Ferrari

GTC4 Lusso: Schöner Reisen mit dem Pferd

Reise-Riese: Der GTC4 Lusso trägt das Gran-Turismo-Kürzel zu Recht im Namen.
© Pabeschitz

Ein Hengst will Weihnachten daheim verbringen: perfekter Anlass für eine Winterreise mit 690 PS und zwölf Zylindern.

Von Stefan Pabeschitz

Frankfurt, Maranello –Anrufe ohne Nummernkennung sind selten angenehm. Dieser war die Ausnahme: Ein einsamer Ferrari steht in Frankfurt, muss Weihnachten daheim sein und sucht einen Kutscher. Dem Hengst kann geholfen werden.

Er wartet in dezentem Dunkelblau, zum Glück nicht Rot. Drinnen braunes Leder samt seinem feinen Geruch – Eintauchen in eine Welt aus Überfluss, aber eben auch höchste Handwerkskunst, die das Hightech-Ding erst vollendet. Fürs Protokoll: Mit vollem Namen heißt der Vollblüter GTC4 Lusso, betrieben von einem V12 zu 6,3 Litern Hubraum mit 690 PS und 700 Newtonmetern Drehmoment auf alle viere verteilt.

Im Alltagsgebrauch ist Demut angesagt. Der österreichische Listenpreis beträgt 340.030 Euro, mit dem Betrag ließen sich eine Menge Gabentische füllen. Vor allem der des Finanzamts: Mehr als 125.000 Euro machen die Steuern aus. Kavalierstarts oder Drängeln sind immer ungehörig, erst recht am Volant so einer Übermacht. Nicht einmal Lichthupe für den Elektro-Up, der tapfer die Autobahn in der Frankfurter Peripherie unter die Räder nimmt, ist angebracht.

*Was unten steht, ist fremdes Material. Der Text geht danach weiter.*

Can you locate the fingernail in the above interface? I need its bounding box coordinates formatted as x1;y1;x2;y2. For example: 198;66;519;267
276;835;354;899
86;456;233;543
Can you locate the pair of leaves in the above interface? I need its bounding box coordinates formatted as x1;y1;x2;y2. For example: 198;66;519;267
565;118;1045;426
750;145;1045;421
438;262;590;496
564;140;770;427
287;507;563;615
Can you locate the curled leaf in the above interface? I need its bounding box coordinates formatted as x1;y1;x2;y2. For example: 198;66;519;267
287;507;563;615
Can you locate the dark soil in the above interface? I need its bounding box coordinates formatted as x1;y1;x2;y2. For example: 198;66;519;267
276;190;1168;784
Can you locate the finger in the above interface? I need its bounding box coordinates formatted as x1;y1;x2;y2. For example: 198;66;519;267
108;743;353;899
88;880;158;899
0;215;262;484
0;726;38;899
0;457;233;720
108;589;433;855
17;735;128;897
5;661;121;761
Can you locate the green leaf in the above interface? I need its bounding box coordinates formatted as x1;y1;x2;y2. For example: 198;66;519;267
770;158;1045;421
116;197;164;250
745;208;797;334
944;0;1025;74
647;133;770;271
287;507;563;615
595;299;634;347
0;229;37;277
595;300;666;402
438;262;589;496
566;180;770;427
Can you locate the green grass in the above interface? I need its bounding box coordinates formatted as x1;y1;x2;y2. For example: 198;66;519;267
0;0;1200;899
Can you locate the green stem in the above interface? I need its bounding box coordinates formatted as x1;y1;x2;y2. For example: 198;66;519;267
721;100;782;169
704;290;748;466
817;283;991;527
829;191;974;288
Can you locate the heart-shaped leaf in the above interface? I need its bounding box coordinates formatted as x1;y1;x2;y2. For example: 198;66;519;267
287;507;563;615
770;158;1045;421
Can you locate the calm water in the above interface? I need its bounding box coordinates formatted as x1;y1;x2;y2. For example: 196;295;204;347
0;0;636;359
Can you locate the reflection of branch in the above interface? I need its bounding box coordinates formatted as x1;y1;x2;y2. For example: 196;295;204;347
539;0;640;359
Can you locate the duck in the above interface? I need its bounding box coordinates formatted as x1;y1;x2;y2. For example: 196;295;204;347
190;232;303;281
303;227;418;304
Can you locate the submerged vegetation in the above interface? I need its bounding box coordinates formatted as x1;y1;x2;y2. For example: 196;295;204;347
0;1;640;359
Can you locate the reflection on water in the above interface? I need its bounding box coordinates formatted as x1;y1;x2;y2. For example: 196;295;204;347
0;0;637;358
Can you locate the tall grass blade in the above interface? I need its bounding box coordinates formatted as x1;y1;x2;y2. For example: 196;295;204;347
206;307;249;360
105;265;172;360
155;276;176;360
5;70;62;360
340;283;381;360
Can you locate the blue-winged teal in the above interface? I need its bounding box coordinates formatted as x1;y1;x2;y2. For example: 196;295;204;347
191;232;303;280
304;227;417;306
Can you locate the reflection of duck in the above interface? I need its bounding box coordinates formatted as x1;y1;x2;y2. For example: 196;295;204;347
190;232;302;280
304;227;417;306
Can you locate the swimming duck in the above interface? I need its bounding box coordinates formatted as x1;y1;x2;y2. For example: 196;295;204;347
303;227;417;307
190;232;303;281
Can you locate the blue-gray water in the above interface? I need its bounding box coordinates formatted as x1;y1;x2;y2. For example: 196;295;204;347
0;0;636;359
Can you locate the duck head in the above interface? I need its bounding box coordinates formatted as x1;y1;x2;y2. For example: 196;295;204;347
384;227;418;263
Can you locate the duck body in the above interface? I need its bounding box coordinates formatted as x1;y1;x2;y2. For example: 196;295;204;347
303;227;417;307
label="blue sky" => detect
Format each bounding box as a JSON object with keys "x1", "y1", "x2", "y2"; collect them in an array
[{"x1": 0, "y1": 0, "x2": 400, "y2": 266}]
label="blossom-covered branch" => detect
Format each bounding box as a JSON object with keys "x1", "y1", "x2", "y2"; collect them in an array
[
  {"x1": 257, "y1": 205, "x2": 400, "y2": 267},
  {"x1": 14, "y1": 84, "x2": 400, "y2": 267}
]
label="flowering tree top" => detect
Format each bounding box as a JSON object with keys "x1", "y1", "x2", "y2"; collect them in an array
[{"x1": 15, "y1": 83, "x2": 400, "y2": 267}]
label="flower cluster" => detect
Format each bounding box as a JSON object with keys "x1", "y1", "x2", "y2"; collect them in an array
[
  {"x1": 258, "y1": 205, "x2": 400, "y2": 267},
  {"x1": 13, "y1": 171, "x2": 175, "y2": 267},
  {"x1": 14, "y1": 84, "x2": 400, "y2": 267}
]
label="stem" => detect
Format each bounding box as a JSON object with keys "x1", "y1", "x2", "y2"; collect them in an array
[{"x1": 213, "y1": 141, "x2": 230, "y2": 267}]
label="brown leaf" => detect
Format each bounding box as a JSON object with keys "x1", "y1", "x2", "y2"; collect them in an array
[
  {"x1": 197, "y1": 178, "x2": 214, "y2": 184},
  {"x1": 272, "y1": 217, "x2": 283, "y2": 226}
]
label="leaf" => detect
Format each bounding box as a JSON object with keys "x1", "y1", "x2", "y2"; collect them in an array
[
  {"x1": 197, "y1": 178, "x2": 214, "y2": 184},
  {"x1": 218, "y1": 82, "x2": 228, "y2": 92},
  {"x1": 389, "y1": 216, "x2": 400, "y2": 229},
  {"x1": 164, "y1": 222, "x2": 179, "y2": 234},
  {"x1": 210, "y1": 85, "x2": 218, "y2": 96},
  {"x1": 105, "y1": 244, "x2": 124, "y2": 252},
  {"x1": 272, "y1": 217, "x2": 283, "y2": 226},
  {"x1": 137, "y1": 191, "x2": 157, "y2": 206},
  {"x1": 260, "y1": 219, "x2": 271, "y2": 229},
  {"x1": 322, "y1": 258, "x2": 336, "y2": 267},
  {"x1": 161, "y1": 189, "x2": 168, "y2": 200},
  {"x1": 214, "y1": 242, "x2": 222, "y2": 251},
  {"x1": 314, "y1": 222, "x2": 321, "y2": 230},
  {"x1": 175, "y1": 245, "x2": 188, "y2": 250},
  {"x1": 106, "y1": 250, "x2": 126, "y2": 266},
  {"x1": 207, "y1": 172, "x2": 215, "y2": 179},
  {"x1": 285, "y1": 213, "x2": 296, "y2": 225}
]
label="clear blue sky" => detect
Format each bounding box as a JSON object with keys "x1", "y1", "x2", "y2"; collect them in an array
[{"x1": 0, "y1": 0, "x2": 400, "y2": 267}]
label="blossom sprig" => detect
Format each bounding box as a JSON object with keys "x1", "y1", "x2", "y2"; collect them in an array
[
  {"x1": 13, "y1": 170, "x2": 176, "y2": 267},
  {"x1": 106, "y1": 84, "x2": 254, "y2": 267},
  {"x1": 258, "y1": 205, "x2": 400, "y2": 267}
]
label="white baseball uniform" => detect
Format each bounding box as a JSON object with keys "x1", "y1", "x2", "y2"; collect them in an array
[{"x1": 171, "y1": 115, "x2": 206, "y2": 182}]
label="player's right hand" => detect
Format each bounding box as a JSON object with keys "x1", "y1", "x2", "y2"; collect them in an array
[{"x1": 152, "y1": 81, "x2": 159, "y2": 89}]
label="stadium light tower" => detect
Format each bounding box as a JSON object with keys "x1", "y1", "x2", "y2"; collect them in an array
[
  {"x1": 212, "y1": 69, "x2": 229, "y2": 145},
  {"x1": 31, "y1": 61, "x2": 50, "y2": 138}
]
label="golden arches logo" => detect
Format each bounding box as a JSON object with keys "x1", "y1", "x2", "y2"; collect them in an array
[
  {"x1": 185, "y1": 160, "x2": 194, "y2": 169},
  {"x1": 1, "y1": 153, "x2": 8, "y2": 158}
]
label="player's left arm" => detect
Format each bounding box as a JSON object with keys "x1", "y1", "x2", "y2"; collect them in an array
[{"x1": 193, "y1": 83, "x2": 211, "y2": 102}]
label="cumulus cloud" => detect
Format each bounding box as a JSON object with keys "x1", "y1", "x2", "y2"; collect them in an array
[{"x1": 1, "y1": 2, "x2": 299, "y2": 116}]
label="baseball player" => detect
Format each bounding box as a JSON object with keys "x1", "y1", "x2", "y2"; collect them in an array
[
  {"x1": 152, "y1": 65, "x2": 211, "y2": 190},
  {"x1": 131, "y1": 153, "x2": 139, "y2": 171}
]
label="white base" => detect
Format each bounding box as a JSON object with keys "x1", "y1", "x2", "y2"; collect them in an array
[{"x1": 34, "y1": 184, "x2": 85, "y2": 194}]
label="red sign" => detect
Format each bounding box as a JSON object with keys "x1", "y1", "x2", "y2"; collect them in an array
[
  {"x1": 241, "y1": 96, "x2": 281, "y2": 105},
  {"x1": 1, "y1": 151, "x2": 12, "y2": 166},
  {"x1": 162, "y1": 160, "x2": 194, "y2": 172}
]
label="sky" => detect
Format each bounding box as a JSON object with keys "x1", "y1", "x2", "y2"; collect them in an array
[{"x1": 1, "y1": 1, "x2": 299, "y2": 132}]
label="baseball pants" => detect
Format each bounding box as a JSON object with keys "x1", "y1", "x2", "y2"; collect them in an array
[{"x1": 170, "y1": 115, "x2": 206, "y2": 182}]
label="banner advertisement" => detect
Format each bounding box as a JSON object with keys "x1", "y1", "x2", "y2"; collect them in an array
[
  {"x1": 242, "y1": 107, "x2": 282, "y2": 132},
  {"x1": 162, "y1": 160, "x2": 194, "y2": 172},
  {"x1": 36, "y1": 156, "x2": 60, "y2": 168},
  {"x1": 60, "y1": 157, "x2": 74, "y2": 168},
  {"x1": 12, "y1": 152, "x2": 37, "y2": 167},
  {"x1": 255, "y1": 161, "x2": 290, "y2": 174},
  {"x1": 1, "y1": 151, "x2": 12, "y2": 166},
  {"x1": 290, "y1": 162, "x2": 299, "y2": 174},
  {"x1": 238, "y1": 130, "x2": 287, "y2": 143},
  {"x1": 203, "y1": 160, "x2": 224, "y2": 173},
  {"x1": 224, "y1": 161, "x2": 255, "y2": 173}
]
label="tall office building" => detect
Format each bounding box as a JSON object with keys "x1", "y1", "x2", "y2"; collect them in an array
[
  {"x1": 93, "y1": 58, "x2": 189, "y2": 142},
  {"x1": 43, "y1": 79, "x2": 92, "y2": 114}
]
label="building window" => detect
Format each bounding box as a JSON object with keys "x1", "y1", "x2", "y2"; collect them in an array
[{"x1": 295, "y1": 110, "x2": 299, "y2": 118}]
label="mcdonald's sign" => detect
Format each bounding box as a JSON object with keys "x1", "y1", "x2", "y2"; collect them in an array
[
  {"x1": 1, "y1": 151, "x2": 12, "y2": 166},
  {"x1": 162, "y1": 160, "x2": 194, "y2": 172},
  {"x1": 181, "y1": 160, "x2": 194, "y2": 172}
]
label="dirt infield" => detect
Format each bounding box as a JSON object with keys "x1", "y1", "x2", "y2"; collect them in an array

Weiter draußen sind die Bahn und das Tempolimit frei, der Hengst trabt an und schnaubt dabei wohlig, setzt seine Kraft ganz selbstverständlich in Tempo um. Die Zahlen auf dem Tacho klettern schneller nach oben als anderswo der Drehzahlmesser – aber keine davon fühlt sich jemals bedrohlich an. Der Spaß macht durstig: Nach 300 Kilometern sind drei Viertel des Tankinhalts futsch, in Deutschland zu schlanken 1,68 Euro je Liter wiederzubefüllen.

Zwanzig Kilometer danach beginnt die Schweiz, Ende der guten Fahrlaune. Die Toleranzschwelle der eidgenössischen StVO-Scharia ist bekannterweise eher eine Grube. Aber der Hengst kann auch schnurren: Auf 2000 Touren zieht er lässig seine Bahn mit Tempo 120, reicht seine Entspanntheit zugleich an den Fahrer weiter. Des heißen Renners zweite Seele ist die eines souveränen Langstrecken-Cruisers. Bezahlt macht sie sich ebenfalls: Am St.-Gotthard-Portal fehlt auf der Tankanzeige nur ein Strich. Dass der zwölfkehlige Chor es so trocken gibt, verwundert.

Eine Stunde später nahen Italien, die Sonne und der 24-Stunden-Stau auf der Mailänder Tangenziale. Also ab ins Gebüsch und über die schönen Landstraßen der Lombardei weiter Richtung Süden. Für die letzten Kilometer wird noch einmal die Autostrada bemüht. Maranello ist erreicht. Nach dem Schranken des Haupteingangs das Unvermeidliche – hier trennen sich unsere Wege.